You cannot defeat an enemy whom you cannot define. If Pakistan is sponsoring terrorism against India, then Pakistan is an enemy state. Realpolitik says we should accept it without any mincing of words. Apparently, India has failed to realise this earlier but it has slowly started to make peace with this reality. India has been vociferously pushing across the same thought around the world diplomatically.
India’s diplomatic onslaught against Pakistan has been isolating Pakistan globally. US is shrinking off its shoulders from Pakistan quite often. On multiple occasions, the European countries have also stated it categorically that Pakistan should fall in line or face isolation.

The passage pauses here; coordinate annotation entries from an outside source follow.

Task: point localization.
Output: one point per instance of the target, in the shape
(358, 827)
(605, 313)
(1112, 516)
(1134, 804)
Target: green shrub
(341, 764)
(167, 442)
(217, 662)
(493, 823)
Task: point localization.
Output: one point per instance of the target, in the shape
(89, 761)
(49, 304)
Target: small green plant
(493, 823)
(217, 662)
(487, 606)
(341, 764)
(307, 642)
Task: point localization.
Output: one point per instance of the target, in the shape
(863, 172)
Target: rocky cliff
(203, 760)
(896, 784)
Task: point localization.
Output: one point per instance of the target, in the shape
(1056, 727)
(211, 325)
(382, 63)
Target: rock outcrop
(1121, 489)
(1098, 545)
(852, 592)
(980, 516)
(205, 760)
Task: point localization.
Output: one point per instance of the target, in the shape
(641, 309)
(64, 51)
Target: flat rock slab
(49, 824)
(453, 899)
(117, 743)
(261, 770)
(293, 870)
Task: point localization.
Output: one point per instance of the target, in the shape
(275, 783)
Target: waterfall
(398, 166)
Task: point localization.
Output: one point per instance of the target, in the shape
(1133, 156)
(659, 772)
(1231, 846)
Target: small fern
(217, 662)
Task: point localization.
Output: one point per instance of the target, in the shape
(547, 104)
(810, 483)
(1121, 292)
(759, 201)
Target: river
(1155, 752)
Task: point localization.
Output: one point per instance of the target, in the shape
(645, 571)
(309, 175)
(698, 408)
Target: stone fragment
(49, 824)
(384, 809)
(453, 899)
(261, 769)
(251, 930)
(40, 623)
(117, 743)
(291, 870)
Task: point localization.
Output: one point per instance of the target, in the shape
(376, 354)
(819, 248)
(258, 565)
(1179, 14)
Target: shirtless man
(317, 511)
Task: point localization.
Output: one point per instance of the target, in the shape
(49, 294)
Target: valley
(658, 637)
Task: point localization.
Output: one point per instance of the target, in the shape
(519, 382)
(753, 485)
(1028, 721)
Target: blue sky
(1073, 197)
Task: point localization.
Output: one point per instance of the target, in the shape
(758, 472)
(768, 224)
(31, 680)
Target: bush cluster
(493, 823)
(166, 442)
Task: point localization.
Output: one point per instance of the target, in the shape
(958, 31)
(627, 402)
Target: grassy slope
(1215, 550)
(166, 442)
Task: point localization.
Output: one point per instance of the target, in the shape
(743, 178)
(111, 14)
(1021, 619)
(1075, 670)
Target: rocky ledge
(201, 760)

Even many Islamic countries have abandoned their old policy of coming to the rescue of Pakistan. Faced with a crippling economy, unstable polity and proliferation of domestic dens of terror, Pakistan is being bitten by the snakes of its own backyard.
India’s objectives:
India has a dual security strategy towards Pakistan –
• Dismantling the terrorist sanctuaries and their operators in Pakistan, i.e. the Army and the ISI linked terror groups. Pakistani Army’s legitimacy rests solely on the anti-India rhetoric which is why every peace effort initiated by either side has been stumbled upon by the Rawalpindi network to maintain status quo of power.
• Securing nuclear threat emanating from the Pakistani establishment. A single way to ensure the same is to strengthen the partial democratic forces at hand in Pakistan and widening the trust deficit between Rawalpindi and citizenry by eroding legitimacy.

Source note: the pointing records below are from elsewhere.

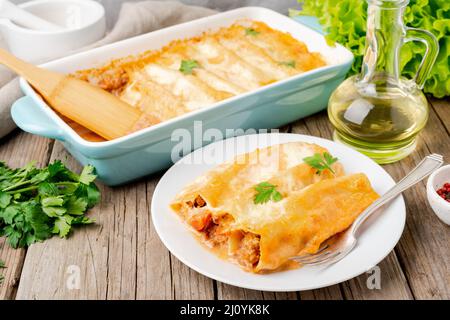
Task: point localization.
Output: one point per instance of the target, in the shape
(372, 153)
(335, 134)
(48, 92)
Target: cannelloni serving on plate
(264, 207)
(187, 75)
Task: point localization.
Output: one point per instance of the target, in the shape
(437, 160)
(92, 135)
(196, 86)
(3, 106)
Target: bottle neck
(385, 33)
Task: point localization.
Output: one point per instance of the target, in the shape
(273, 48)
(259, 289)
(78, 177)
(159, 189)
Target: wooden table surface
(121, 256)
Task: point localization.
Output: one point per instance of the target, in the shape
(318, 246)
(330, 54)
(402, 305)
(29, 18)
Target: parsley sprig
(321, 162)
(37, 203)
(265, 192)
(187, 66)
(251, 32)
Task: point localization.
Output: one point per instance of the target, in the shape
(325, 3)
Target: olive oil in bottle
(378, 112)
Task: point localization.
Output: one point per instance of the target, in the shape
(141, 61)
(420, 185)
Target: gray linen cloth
(134, 19)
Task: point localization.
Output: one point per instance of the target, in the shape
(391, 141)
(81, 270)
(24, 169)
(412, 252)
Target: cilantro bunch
(345, 22)
(38, 203)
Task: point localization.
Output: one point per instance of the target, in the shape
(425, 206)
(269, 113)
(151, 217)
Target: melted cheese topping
(313, 207)
(231, 61)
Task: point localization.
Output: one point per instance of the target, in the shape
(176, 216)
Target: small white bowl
(83, 22)
(436, 180)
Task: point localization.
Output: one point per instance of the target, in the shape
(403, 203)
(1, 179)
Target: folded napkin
(134, 19)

How to realise these objectives?
India needs a dual strategy as a pre-requisite to neutralise the Pakistani threat-
• Handling internal challenges – India should value its freedom, but if it comes in conflict with the supreme interest of the state, the latter should prevail. India’s political spectrum should be unanimously united over a strict approach against terrorism and keep armed forces out of politics.
• Handling external challenges – Leapfrogging the conventional warfare towards third generation warfare via strong intelligence arrangement and exercising of soft power might work well in favour of India. People of Pakistan have begun to see through the designs of their army but they are helpless. Prime Minister Narendra Modi’s appeal to the Pakistani people to question their institutions of state regarding the war on poverty, illiteracy, ill-health and injustice goes well in sync with the ideological hegemony that India possesses over the adversarial state.
Geopolitical tilt:
Henry Kissinger’s words resonate in today’s era of geopolitics – “There are no permanent friends or foes in international politics, only interests.” Russia’s handing of olive branch to Pakistan is a signal for India. With the building up of anticipated Russia-China-Pakistan axis, Pakistan’s China card gets strengthened by default.

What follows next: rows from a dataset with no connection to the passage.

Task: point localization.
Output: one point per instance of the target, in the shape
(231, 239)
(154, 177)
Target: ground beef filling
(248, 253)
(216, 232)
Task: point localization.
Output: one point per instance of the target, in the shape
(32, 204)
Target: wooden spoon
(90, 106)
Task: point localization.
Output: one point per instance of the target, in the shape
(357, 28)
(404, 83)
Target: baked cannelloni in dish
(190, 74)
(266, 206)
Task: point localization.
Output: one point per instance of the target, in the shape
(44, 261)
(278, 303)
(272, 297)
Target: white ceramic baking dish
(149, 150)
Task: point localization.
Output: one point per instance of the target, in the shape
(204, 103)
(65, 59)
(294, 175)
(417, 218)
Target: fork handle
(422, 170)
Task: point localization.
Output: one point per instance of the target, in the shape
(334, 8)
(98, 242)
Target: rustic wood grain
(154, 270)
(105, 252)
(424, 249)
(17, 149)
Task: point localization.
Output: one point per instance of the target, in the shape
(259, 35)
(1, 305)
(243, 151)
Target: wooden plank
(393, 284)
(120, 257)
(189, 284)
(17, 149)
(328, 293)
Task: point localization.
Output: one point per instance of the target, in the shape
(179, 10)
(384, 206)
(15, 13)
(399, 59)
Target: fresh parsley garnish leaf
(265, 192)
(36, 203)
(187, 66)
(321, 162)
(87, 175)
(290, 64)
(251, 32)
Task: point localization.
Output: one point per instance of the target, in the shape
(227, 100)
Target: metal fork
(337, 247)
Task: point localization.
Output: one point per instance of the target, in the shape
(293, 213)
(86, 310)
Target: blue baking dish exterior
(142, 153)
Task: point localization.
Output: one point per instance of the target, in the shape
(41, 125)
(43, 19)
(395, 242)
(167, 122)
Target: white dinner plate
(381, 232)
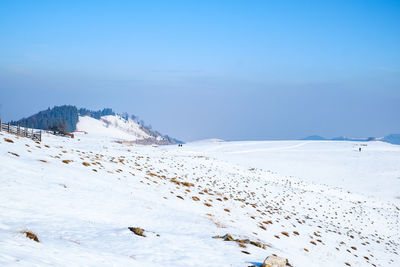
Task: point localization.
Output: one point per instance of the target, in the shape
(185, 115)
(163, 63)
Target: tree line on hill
(60, 118)
(64, 119)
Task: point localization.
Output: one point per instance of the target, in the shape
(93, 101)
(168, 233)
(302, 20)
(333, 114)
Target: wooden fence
(21, 131)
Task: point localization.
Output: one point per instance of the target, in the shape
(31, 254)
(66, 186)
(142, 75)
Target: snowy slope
(113, 127)
(81, 195)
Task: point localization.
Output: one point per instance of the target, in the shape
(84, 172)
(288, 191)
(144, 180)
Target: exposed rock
(228, 237)
(30, 235)
(275, 261)
(137, 231)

Being a sovereign, democratic and responsible nation, India cannot afford to seek an umbrella from another superpower, rather it should increase its punch and weight proportionately, both in diplomatic and military terms. Kautilya’s “Shadguna Sidhhanta – Six forms of diplomacy” might provide some insights to the Indian establishment for knitting a strong system of alliances.
Conclusion –
Bhagwad Gita says, “If you can bring pleasure and pain, loss and profit, victory and defeat at the same pedestal, i.e. there is nothing selfish for you in such an action, then all your actions in the battlefield become sinless.”